Mysterious Tusked Creature Unearthed in Rock Art

Stone Age Painting of a Dicynodont
Painting of the dicynodont made by the San in the early 1800s. Credit: Julien Benoit, CC-BY 4.0

The research compares an 1800s painting of a tusked animal by the San people to local fossils.

According to a study recently published in the open-access journal PLOS ONE, rock art in South Africa depicting a mysterious animal with tusks could represent an ancient species whose fossils have been found in the same area. The study was conducted by Julien Benoit from the University of the Witwatersrand in Johannesburg, South Africa.

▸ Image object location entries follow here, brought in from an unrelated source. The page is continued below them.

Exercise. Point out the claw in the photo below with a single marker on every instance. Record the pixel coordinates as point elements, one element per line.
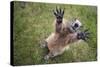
<point>58,12</point>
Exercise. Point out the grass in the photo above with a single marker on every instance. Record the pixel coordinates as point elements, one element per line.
<point>34,22</point>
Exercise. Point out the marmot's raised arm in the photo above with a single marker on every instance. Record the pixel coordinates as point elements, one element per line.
<point>59,19</point>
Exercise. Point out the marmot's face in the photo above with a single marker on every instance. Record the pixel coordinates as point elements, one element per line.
<point>75,25</point>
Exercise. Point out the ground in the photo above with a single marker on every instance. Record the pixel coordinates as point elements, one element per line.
<point>33,22</point>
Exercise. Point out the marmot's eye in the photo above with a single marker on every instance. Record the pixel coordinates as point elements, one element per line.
<point>76,25</point>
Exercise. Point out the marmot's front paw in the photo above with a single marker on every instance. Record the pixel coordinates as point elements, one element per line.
<point>83,35</point>
<point>58,14</point>
<point>43,44</point>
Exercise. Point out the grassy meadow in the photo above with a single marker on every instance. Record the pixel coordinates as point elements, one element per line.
<point>33,22</point>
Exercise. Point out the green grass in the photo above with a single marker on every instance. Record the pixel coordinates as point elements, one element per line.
<point>34,23</point>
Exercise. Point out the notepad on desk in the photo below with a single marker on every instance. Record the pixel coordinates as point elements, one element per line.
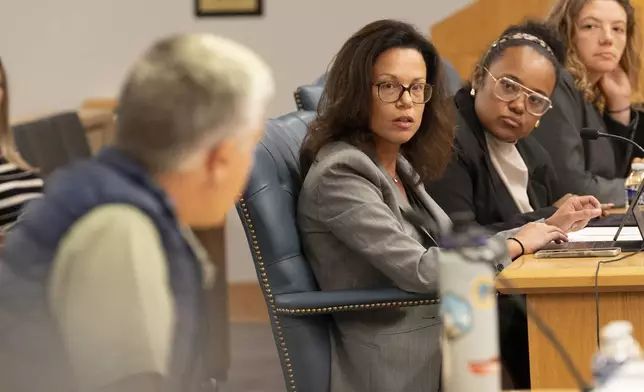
<point>591,234</point>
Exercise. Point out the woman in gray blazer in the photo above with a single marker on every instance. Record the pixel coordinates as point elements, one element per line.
<point>384,126</point>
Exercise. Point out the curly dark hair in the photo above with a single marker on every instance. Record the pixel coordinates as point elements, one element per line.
<point>556,55</point>
<point>345,105</point>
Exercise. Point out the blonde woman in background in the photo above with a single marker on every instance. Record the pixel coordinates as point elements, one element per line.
<point>602,67</point>
<point>18,182</point>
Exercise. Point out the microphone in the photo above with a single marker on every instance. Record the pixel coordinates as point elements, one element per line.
<point>594,134</point>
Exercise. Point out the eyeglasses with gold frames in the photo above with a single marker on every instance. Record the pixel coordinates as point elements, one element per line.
<point>390,92</point>
<point>507,90</point>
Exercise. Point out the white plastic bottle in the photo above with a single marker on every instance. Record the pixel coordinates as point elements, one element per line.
<point>633,181</point>
<point>468,307</point>
<point>617,348</point>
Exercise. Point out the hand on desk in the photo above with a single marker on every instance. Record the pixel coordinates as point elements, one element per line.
<point>534,236</point>
<point>575,213</point>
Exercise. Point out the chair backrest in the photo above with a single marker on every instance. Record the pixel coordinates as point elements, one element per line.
<point>308,96</point>
<point>52,142</point>
<point>268,213</point>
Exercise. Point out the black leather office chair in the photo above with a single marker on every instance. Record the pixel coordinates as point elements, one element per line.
<point>52,142</point>
<point>307,97</point>
<point>299,311</point>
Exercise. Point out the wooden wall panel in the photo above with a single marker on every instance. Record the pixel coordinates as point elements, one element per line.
<point>463,37</point>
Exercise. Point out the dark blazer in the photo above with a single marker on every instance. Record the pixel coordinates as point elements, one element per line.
<point>595,167</point>
<point>471,183</point>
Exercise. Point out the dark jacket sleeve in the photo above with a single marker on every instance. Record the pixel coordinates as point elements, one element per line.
<point>455,193</point>
<point>559,133</point>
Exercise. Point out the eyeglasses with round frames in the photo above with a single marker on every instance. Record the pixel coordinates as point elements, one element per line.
<point>507,90</point>
<point>390,92</point>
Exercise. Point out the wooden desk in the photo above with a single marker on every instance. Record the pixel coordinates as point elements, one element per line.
<point>561,293</point>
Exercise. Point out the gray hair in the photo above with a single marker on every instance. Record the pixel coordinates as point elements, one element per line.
<point>186,94</point>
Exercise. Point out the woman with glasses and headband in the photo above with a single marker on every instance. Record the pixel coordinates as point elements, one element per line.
<point>384,126</point>
<point>594,91</point>
<point>499,174</point>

The Horned Serpent panel is a section of rock wall featuring artwork of animals and other cultural elements associated with the San people of South Africa, originally painted between 1821 and 1835. Among the painted figures is a long-bodied animal with downward-turned tusks which doesn’t match any known modern species in the area.

As the San people are known to have included various aspects of their surroundings into art, including fossils, Benoit suggests the tusked creature might have been inspired by an extinct species.

The Karoo Basin Fossils and Dicynodonts

The Karoo Basin of South Africa is famous for abundant well-preserved fossils, including tusked animals called dicynodonts, which are often found eroding out of the ground. Benoit revisited the Horned Serpent panel and found the tusked figure comparable with dicynodont fossils, an interpretation that is also supported by San myths of large animals that once roamed the region but are now extinct.

The Horned Serpent Panel
The Horned Serpent panel. A, general view of the Horned Serpent panel photographed in 2024 by the author. B, close-up of the section figured in Stow and Bleek’s plate 39. C, close-up of the tusked animal. D, close-up of the warriors painted below the Horned Serpent panel. E, close-up of the warriors painted to the right of the panel. Credit: Julien Benoit, 2024, PLOS ONE, CC-BY 4.0

If the tusked figure is in fact an artistic interpretation of a dicynodont, a species that went extinct before dinosaurs appeared and were long extinct when humans appeared in Africa, it would predate the first scientific description of these ancient animals by at least ten years.

There is archaeological evidence that the San people might have collected fossils and incorporated them into their artwork, but the extent of indigenous knowledge of paleontology is poorly understood across Africa. Further research into indigenous cultures might shed more light on how humans around the world have incorporated fossils into their culture.

Julien Benoit adds: “The painting was made in 1835 at the latest, which means this dicynodont was depicted at least ten years before the western scientific discovery and naming of the first dicynodont by Richard Owen in 1845. This work supports that the first inhabitants of southern Africa, the San hunter-gatherers, discovered fossils, interpreted them, and integrated them into their rock art and belief system.”

Reference: “A possible later stone age painting of a dicynodont (Synapsida) from the South African Karoo” by Julien Benoit, 18 September 2024, PLOS ONE.
DOI: 10.1371/journal.pone.0309908

This research was financially supported by the DSI-NRF African Origins Platform (AOP210218587003; UID: 136505).